Os viajantes do Carro-Biblioteca
e sua felicidade clandestina

Marília de Abreu Martins de Paiva*

Há 35 anos, praticamente todos os dias, sai o Carro-Biblioteca do campus Pampulha em direção a algum bairro da Grande BH. Já visitou comunidades em Contagem, Nova Lima, Ibirité, Vespasiano, Raposos, Santa Luzia, Sabará, Ribeirão das Neves, Betim, Sarzedo – além de bairros da capital. O projeto começou em 1973, quando o extinto Instituto Nacional do Livro (INL) doou uma Kombi com 1.500 livros à Universidade. Ainda hoje o Carro-Biblioteca sai, diariamente, levando acervo e serviços de uma biblioteca pública a cinco diferentes bairros da Grande BH.

O projeto de extensão da Escola de Ciência da Informação, o segundo mais antigo da UFMG, funciona hoje com um veículo novo, mas continua levando livros, revistas, gibis e jornais, gratuitamente, para quem quiser ler, conhecer, saber, ter prazer.

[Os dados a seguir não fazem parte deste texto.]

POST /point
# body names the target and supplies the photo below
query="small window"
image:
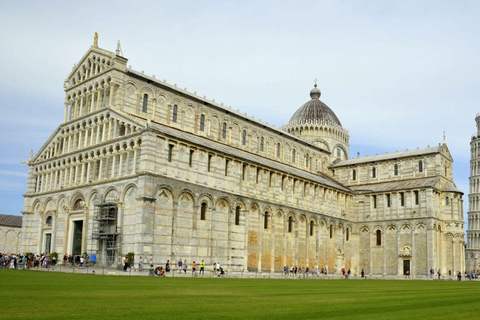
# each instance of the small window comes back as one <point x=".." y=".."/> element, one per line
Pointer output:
<point x="145" y="102"/>
<point x="237" y="216"/>
<point x="175" y="112"/>
<point x="203" y="211"/>
<point x="202" y="122"/>
<point x="224" y="130"/>
<point x="170" y="152"/>
<point x="190" y="159"/>
<point x="209" y="163"/>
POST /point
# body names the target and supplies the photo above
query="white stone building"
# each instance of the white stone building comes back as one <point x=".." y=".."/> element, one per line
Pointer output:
<point x="10" y="232"/>
<point x="472" y="254"/>
<point x="142" y="166"/>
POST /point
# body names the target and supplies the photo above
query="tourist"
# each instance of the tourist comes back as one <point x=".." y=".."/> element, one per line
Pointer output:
<point x="202" y="267"/>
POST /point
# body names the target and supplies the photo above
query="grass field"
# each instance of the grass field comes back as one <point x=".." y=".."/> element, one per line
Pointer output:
<point x="50" y="295"/>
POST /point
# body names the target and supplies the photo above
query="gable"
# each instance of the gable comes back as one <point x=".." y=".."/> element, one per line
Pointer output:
<point x="94" y="62"/>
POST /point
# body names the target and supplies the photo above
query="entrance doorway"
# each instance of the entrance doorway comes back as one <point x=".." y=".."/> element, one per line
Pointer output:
<point x="406" y="267"/>
<point x="77" y="237"/>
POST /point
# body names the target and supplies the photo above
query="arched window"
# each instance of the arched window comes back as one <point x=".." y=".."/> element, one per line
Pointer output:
<point x="224" y="130"/>
<point x="145" y="102"/>
<point x="49" y="221"/>
<point x="203" y="211"/>
<point x="78" y="205"/>
<point x="175" y="112"/>
<point x="202" y="122"/>
<point x="237" y="216"/>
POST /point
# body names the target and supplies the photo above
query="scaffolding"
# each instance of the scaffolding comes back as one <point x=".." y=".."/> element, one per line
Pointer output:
<point x="105" y="231"/>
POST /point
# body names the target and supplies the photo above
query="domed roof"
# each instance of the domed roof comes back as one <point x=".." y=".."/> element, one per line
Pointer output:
<point x="315" y="110"/>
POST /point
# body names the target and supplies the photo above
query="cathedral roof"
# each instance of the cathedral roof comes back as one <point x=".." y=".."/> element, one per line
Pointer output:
<point x="315" y="110"/>
<point x="247" y="156"/>
<point x="389" y="156"/>
<point x="8" y="220"/>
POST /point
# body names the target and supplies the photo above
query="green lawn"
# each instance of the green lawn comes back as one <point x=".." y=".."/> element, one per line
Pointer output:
<point x="50" y="295"/>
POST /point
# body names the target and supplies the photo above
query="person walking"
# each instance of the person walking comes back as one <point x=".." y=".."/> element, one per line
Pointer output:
<point x="202" y="267"/>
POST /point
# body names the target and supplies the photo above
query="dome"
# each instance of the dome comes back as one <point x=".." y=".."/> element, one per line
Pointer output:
<point x="315" y="110"/>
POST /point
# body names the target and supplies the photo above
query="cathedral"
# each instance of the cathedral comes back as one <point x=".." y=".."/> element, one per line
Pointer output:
<point x="140" y="165"/>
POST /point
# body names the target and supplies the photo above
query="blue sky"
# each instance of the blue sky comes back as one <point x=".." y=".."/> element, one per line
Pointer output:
<point x="397" y="74"/>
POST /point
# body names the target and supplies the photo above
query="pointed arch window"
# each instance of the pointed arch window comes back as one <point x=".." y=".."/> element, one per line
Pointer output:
<point x="224" y="130"/>
<point x="145" y="103"/>
<point x="174" y="113"/>
<point x="203" y="211"/>
<point x="202" y="122"/>
<point x="290" y="224"/>
<point x="379" y="238"/>
<point x="237" y="216"/>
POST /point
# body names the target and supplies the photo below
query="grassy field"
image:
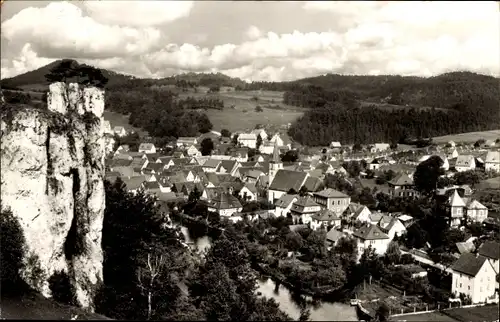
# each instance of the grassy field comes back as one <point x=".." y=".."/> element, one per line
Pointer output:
<point x="469" y="137"/>
<point x="486" y="313"/>
<point x="239" y="110"/>
<point x="117" y="119"/>
<point x="36" y="307"/>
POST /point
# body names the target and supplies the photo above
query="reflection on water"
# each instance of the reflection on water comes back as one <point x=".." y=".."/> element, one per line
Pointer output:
<point x="288" y="301"/>
<point x="320" y="311"/>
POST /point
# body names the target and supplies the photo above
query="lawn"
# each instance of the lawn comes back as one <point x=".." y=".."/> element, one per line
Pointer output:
<point x="469" y="137"/>
<point x="36" y="307"/>
<point x="239" y="110"/>
<point x="117" y="119"/>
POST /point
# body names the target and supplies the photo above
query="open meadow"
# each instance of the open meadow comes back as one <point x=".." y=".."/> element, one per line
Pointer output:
<point x="239" y="109"/>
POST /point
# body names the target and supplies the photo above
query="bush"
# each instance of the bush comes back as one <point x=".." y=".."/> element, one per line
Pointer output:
<point x="12" y="248"/>
<point x="62" y="289"/>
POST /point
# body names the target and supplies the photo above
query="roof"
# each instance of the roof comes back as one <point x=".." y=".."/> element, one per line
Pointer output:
<point x="325" y="215"/>
<point x="469" y="264"/>
<point x="401" y="180"/>
<point x="146" y="146"/>
<point x="492" y="157"/>
<point x="490" y="249"/>
<point x="285" y="201"/>
<point x="474" y="204"/>
<point x="247" y="136"/>
<point x="134" y="183"/>
<point x="464" y="160"/>
<point x="313" y="183"/>
<point x="331" y="193"/>
<point x="370" y="232"/>
<point x="306" y="201"/>
<point x="455" y="200"/>
<point x="286" y="180"/>
<point x="225" y="201"/>
<point x="334" y="235"/>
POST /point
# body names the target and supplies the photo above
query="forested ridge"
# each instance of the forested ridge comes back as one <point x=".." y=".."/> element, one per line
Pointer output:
<point x="341" y="107"/>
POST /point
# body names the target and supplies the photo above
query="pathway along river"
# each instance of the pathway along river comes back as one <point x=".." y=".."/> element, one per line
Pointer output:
<point x="320" y="311"/>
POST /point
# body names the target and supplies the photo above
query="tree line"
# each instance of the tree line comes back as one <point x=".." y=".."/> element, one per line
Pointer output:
<point x="321" y="126"/>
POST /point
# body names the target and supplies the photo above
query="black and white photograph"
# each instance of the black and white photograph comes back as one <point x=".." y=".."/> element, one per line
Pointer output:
<point x="250" y="160"/>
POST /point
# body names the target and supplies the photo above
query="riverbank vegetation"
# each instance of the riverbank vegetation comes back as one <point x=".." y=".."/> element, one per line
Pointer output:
<point x="146" y="264"/>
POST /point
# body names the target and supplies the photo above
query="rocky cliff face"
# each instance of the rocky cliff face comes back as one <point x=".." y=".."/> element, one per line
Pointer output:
<point x="52" y="168"/>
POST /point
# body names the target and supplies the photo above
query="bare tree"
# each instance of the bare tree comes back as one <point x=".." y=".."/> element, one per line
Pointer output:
<point x="147" y="276"/>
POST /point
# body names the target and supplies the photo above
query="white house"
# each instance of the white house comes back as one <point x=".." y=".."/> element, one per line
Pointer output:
<point x="452" y="153"/>
<point x="391" y="226"/>
<point x="147" y="148"/>
<point x="224" y="204"/>
<point x="186" y="141"/>
<point x="248" y="192"/>
<point x="455" y="207"/>
<point x="120" y="131"/>
<point x="333" y="200"/>
<point x="473" y="275"/>
<point x="284" y="204"/>
<point x="260" y="132"/>
<point x="465" y="163"/>
<point x="380" y="147"/>
<point x="192" y="151"/>
<point x="277" y="139"/>
<point x="248" y="140"/>
<point x="476" y="212"/>
<point x="371" y="236"/>
<point x="491" y="250"/>
<point x="324" y="219"/>
<point x="492" y="161"/>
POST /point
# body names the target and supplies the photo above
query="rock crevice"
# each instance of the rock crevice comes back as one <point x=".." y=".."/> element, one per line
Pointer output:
<point x="61" y="205"/>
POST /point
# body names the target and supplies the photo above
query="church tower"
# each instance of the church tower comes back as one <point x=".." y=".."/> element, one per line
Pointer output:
<point x="275" y="163"/>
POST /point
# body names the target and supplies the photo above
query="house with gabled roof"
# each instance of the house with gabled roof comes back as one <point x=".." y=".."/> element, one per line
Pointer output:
<point x="303" y="208"/>
<point x="119" y="131"/>
<point x="134" y="184"/>
<point x="284" y="181"/>
<point x="248" y="139"/>
<point x="193" y="151"/>
<point x="333" y="200"/>
<point x="228" y="166"/>
<point x="465" y="163"/>
<point x="284" y="204"/>
<point x="475" y="211"/>
<point x="248" y="192"/>
<point x="402" y="186"/>
<point x="147" y="148"/>
<point x="492" y="161"/>
<point x="186" y="141"/>
<point x="474" y="276"/>
<point x="211" y="165"/>
<point x="392" y="226"/>
<point x="372" y="236"/>
<point x="491" y="250"/>
<point x="224" y="204"/>
<point x="455" y="206"/>
<point x="325" y="219"/>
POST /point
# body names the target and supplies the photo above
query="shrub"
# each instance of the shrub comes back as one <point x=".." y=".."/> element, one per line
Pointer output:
<point x="62" y="289"/>
<point x="12" y="248"/>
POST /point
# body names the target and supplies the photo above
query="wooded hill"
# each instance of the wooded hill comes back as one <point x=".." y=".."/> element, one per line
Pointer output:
<point x="341" y="107"/>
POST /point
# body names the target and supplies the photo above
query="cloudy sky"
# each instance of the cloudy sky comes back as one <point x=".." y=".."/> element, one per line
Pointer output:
<point x="253" y="40"/>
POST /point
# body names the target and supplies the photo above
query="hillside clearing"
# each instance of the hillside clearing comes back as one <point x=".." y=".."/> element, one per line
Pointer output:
<point x="469" y="137"/>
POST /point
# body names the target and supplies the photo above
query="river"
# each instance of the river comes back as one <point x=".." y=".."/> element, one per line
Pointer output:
<point x="320" y="311"/>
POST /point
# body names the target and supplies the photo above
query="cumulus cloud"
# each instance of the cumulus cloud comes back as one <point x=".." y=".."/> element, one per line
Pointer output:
<point x="138" y="13"/>
<point x="407" y="38"/>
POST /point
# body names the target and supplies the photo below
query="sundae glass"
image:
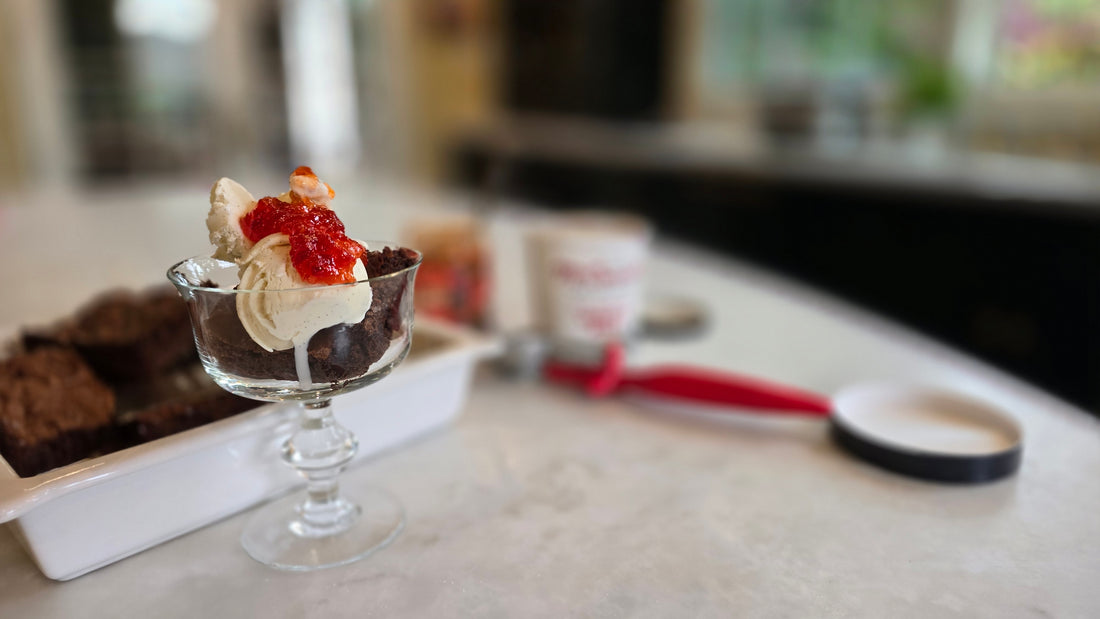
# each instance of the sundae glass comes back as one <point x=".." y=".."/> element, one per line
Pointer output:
<point x="264" y="331"/>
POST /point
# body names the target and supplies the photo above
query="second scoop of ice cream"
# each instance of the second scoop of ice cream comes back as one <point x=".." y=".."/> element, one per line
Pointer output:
<point x="290" y="317"/>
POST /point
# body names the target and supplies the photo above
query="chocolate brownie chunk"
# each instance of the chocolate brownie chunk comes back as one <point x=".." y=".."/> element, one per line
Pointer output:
<point x="338" y="353"/>
<point x="125" y="335"/>
<point x="166" y="418"/>
<point x="53" y="410"/>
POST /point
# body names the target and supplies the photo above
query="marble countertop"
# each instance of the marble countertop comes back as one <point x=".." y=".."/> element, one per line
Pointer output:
<point x="539" y="503"/>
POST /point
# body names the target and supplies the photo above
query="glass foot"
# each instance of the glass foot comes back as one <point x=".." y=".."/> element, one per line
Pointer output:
<point x="278" y="537"/>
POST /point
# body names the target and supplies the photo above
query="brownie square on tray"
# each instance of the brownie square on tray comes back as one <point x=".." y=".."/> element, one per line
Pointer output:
<point x="125" y="335"/>
<point x="53" y="410"/>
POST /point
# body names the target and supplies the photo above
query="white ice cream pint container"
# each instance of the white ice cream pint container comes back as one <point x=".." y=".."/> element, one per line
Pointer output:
<point x="587" y="280"/>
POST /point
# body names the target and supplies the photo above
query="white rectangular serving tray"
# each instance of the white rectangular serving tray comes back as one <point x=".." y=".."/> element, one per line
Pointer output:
<point x="90" y="514"/>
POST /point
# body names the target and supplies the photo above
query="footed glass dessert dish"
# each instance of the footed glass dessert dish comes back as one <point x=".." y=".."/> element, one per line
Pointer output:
<point x="298" y="345"/>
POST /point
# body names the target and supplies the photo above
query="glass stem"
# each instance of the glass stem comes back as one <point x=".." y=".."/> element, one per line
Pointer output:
<point x="319" y="450"/>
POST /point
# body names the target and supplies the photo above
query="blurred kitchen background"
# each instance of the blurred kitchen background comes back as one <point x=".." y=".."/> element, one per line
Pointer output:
<point x="935" y="161"/>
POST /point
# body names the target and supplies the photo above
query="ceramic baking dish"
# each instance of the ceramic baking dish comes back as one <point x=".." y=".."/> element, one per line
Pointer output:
<point x="87" y="515"/>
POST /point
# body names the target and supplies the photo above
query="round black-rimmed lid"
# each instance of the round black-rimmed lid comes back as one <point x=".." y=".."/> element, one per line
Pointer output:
<point x="926" y="433"/>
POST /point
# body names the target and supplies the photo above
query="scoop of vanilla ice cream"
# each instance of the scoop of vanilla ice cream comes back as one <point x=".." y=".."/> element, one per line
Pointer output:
<point x="279" y="320"/>
<point x="229" y="202"/>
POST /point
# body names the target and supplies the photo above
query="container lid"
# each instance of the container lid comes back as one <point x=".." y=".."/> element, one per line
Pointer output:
<point x="926" y="433"/>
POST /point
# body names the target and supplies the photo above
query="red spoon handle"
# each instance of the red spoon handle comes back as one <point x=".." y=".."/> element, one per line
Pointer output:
<point x="725" y="388"/>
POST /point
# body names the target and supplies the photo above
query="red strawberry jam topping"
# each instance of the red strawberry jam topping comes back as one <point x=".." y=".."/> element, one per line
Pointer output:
<point x="320" y="251"/>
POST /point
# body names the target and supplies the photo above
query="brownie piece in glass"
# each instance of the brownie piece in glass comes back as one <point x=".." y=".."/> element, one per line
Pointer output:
<point x="125" y="335"/>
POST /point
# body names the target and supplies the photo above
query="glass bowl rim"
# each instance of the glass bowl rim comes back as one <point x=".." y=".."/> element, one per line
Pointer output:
<point x="180" y="282"/>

Nas estantes do Carro-Biblioteca, em conformidade com a natureza plural e tolerante das bibliotecas públicas, repousam, à espera de seu leitor, Voltaire e Cebolinha, Simone de Beauvoir e Sabrina, Paulo Leminski e Paulo Coelho, e centenas de outros autores e personagens da ficção e do quase irreal mundo humano e desumano.

Ranganathan, o mestre dos bibliotecários, nos ensinou uma lição valiosa: “para cada leitor, seu livro” e “para cada livro, seu leitor”. Os gibis, de vida curtíssima, sofrem com o amor físico das crianças: são revirados nas caixas, dobrados em dois, em três, lambidos nos cantos, sujam-se de comida, são mordidos por amáveis cães de estimação – pois as crianças partilham de tudo com seus amores. Os best-sellers, devorados por tantos leitores, não param nas estantes: lidos, relidos, colados, recosturados, seguem sua vida insana, volátil, cada dia na casa de um leitor.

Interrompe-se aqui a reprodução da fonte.